Domestic team information
- 1993–2001: Somerset
- 2002: Derbyshire
- FC debut: 8 May 1993 Somerset v Australians
- Last FC: 18 September 2002 Derbyshire v Worcestershire
- LA debut: 16 May 1993 Somerset v Lancashire
- Last LA: 22 September 2002 Derbyshire v Middlesex

Career statistics
| Competition | FC | LA |
| Matches | 65 | 113 |
| Runs scored | 1,693 | 769 |
| Batting average | 21.98 | 13.25 |
| 100s/50s | 0/8 | 0/2 |
| Top score | 80 | 65* |
| Balls bowled | 8,074 | 4,379 |
| Wickets | 129 | 124 |
| Bowling average | 40.38 | 30.08 |
| 5 wickets in innings | 2 | 0 |
| 10 wickets in match | 0 | n/a |
| Best bowling | 7/23 | 4/28 |
| Catches/stumpings | 18/– | 18/– |
- Source: CricketArchive, 4 August 2016

= Jason Kerr (cricketer) =

English cricketer and coach

Jason Ian Douglas Kerr (born 7 April 1974 in Bolton, Greater Manchester) is an English cricket coach and former first-class cricketer, who is currently head coach of Somerset County Cricket Club.

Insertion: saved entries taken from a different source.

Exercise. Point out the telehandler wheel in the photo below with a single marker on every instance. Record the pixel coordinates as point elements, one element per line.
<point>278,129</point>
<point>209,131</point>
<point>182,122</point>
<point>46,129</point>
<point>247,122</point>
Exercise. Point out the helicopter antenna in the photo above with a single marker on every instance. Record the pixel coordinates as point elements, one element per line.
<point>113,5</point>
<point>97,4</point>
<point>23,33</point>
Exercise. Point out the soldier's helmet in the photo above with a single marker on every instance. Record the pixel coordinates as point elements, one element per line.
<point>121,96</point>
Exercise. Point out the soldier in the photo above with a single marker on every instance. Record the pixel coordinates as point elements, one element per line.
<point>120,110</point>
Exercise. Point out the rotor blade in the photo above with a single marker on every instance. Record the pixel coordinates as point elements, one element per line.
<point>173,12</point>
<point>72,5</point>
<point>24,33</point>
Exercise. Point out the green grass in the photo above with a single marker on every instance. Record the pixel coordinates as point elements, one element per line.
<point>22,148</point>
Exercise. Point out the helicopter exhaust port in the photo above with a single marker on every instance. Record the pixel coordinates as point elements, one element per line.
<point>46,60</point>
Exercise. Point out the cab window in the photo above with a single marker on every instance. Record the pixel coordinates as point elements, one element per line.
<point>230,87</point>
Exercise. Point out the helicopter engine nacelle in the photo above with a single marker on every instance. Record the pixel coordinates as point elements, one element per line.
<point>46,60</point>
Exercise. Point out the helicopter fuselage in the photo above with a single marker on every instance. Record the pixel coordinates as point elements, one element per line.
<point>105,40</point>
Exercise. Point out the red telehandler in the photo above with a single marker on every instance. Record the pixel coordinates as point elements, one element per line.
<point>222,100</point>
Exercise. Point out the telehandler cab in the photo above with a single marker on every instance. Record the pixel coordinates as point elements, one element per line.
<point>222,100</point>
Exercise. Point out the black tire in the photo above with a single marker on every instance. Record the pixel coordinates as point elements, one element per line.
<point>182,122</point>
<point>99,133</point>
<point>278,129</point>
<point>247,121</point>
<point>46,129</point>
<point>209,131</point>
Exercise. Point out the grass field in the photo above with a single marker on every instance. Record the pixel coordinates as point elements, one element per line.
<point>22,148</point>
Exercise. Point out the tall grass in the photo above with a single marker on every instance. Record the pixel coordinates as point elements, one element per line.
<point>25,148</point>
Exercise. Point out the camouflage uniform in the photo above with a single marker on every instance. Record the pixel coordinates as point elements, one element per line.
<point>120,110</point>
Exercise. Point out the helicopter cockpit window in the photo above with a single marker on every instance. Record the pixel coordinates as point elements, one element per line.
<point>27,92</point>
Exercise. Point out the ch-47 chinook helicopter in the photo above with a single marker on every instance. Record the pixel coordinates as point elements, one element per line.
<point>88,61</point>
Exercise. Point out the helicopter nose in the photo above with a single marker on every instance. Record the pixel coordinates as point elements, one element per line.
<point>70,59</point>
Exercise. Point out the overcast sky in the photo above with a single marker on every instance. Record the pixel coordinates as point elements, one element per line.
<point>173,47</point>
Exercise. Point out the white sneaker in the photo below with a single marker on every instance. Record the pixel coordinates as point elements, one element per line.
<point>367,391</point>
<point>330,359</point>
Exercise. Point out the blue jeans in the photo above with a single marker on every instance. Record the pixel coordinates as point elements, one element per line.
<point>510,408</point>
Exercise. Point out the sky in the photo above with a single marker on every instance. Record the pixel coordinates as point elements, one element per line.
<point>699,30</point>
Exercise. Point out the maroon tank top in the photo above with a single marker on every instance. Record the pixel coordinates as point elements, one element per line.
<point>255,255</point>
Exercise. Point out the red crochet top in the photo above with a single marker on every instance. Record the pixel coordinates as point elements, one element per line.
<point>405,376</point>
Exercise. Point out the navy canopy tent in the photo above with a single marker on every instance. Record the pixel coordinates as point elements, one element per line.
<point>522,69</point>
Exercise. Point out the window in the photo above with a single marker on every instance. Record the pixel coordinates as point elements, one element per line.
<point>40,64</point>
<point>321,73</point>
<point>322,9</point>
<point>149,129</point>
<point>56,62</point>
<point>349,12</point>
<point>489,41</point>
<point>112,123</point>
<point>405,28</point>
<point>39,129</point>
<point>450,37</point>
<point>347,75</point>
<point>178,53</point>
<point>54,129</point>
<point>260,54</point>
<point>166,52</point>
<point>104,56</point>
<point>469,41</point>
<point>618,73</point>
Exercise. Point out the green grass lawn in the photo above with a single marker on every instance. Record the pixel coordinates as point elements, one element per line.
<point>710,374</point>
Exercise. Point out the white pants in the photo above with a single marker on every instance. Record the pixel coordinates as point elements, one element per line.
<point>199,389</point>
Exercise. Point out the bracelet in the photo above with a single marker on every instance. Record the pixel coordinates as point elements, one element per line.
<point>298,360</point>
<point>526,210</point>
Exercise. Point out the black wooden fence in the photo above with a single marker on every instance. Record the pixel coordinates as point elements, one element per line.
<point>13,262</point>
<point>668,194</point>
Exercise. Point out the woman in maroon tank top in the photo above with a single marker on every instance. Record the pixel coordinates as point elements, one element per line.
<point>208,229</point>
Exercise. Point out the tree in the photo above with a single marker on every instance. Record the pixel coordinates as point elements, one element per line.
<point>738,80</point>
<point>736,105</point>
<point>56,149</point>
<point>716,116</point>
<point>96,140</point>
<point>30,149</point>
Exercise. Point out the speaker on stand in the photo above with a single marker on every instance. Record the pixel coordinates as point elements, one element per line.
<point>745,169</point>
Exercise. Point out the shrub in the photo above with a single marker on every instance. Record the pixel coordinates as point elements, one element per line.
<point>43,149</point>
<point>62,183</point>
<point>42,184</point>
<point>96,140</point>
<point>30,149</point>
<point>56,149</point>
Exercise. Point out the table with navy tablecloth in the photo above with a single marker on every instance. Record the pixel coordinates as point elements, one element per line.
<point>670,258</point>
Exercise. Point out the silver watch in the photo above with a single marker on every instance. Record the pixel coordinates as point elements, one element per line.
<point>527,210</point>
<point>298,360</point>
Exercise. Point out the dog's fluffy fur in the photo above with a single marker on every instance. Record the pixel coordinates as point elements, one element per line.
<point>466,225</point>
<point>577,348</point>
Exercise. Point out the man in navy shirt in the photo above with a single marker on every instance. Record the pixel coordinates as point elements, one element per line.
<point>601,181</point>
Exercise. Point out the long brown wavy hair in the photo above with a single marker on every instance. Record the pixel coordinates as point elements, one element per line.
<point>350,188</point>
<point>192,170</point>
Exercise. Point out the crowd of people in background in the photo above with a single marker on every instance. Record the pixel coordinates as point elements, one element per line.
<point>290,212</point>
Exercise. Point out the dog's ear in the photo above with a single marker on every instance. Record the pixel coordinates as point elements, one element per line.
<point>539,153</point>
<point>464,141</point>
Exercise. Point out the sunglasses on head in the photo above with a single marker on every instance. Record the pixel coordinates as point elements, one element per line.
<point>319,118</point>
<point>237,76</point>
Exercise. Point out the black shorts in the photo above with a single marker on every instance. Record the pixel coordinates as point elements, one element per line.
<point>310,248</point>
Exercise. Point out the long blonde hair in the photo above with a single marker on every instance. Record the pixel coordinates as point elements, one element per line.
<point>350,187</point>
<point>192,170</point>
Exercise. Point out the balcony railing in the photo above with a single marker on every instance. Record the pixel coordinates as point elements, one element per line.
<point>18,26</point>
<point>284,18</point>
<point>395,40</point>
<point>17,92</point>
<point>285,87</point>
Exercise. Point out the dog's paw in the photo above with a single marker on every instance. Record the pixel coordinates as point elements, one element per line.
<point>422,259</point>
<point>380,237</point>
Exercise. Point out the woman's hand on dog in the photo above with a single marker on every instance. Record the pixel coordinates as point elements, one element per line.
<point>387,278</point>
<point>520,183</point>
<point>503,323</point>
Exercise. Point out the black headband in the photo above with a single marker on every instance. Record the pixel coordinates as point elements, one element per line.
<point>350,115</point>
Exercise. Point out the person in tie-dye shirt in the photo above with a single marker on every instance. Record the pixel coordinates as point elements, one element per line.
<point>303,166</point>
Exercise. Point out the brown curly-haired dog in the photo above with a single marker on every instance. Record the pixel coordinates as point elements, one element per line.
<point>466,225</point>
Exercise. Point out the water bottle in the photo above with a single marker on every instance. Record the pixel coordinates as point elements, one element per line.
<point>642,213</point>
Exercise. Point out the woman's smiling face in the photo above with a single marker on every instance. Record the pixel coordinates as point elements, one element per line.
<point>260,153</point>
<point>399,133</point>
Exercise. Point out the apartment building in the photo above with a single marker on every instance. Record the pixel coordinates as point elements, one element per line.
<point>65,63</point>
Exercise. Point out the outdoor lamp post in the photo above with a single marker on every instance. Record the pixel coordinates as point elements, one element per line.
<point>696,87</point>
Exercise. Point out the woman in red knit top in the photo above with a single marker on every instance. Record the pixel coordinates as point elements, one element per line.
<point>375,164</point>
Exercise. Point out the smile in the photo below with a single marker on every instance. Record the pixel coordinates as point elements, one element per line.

An all-rounder, he played as right-handed batsman, who bowled right-arm medium-fast. He played first-class cricket for Somerset from 1993, before moving to Derbyshire in 2001.

After back injury curtailed his career at the end of 2002, Bridgwater Cricket Club appointed Kerr as director of coaching in 2004 to spearhead their West of England Premier League promotion bid. He succeeded Ben Wellington, who resigned in early February 2004 because of his commitments as a full-time coach at Somerset's Centre of Excellence. Kerr returned to Somerset as a self-employed coach in 2005, before taking up the Academy Director post full-time in February 2006, replacing the ECB bound Kevin Shine. At the end of the 2013 season, Kerr was promoted to the role of First XI bowling coach.

In October 2017, following the departure of Director of Cricket Matthew Maynard, Kerr was promoted to head coach of Somerset.